ネットの海外おたく談義でフランス人が発した言葉が私の印象に残っている:「俺たちがキャラやストーリーで盛り上がっているとき,同じ作品で彼ら(日本のおたく)はキャラの視線,爆風,ゴミの動きで盛り上がっているんだぜ」。アニメ,マンガのキャラやストーリーそのものはワンパターンであって,だからこそ「ツンデレ」,「やおい」などの類型化が直ちになされるのである。よって,その人物像,筋書きそのものをあげつらっても面白くない。「そんなこと知ってるよ」である。その類型にあって,綾波レイ(『新世紀エヴァンゲリオン』)と長門有希(『涼宮ハルヒの憂鬱』)の千載一遇の微笑の差異,主人公の属性の細部(例えば,長門有希がエピソード 3 の図書館の場面で読んでいた本は,作品社刊,G. W. F. ヘーゲル著,長谷川宏訳の『精神現象学』であるなど)への徹底的こだわりこそが,おたくの意味あるリアリティなのである。そこでは,作者や作品の思想などものともせず,その差異を意図的に取り替えてパロディーを楽しむことができる(例えば YouTube に投稿された『エヴァ涼宮ハルヒの憂鬱』posted by ogahiro1987 をご覧あれ)。

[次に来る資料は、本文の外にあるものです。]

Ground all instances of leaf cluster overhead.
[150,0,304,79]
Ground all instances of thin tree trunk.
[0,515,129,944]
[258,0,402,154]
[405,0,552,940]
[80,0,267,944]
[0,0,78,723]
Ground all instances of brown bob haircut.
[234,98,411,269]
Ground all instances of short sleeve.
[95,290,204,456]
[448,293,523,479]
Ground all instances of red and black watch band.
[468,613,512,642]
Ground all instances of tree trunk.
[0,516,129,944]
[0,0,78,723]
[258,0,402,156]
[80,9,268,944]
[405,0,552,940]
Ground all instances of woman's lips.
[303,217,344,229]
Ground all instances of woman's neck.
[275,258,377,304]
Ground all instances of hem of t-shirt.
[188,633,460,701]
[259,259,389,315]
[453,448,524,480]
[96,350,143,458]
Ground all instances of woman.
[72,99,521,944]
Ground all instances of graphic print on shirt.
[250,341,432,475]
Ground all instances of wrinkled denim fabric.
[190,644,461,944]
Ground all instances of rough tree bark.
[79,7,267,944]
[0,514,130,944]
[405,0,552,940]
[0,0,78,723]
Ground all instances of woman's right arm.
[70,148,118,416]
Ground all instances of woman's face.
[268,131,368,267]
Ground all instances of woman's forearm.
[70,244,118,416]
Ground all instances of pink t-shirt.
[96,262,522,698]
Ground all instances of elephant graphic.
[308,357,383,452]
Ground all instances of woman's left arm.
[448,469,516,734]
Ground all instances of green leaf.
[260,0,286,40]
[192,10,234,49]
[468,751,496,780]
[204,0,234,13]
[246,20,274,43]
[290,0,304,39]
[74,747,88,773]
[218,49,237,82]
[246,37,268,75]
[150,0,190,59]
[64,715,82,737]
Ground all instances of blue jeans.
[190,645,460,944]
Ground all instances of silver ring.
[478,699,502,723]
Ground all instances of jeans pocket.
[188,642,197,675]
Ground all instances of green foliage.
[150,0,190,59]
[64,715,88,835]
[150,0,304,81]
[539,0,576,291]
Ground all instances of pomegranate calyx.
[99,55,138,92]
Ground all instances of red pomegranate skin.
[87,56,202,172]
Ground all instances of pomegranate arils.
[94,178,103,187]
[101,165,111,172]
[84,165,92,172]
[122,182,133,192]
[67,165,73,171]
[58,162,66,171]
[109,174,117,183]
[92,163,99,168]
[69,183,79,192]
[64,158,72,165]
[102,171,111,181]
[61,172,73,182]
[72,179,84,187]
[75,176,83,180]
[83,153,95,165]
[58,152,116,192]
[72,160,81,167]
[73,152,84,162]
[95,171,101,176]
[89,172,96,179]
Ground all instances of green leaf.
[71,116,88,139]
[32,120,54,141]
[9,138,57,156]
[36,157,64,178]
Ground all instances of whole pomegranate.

こうしたサブカルチャーの受容様式は,文学伝統,とくに古典作品の読み方にも示唆を与えてくれると私は思う。文学研究では作者と読者との関係に,無意識のうちに高級な共謀を設定することによって,作品の価値を捉えるところがないわけではない。要するに作者の高尚な思想,文体経験が読者によっても共有される,ないしは逆に拒否されるであろうことに眼目がある。でも,アニメ,マンガのように,読者が作品・作者から自律して勝手に想像力を発展させるような受容形態があるという事実は,作品の時代によっては新しい視点を提供すると思われる。作者の意図と読者の楽しみ方が相互に影響し合いながらも,それぞれが独立性・自立性を保っている — そんな関係は,作家・作品の意義のみならず,文化的環境そのものの斬新な特質を考えさせてくれるのだから。
 

これは筑摩書房から出た文庫版である。しかし,本書の初版単行本(2000 年 4 月)で装丁を担当したのは,米 Time 誌において「世界で最も影響力のある 100 人 — 2008 年度版」に選ばれた「現代美術家」村上隆である。本書は,彼がはじめて装丁を担当した書籍としても,秘かな価値がある。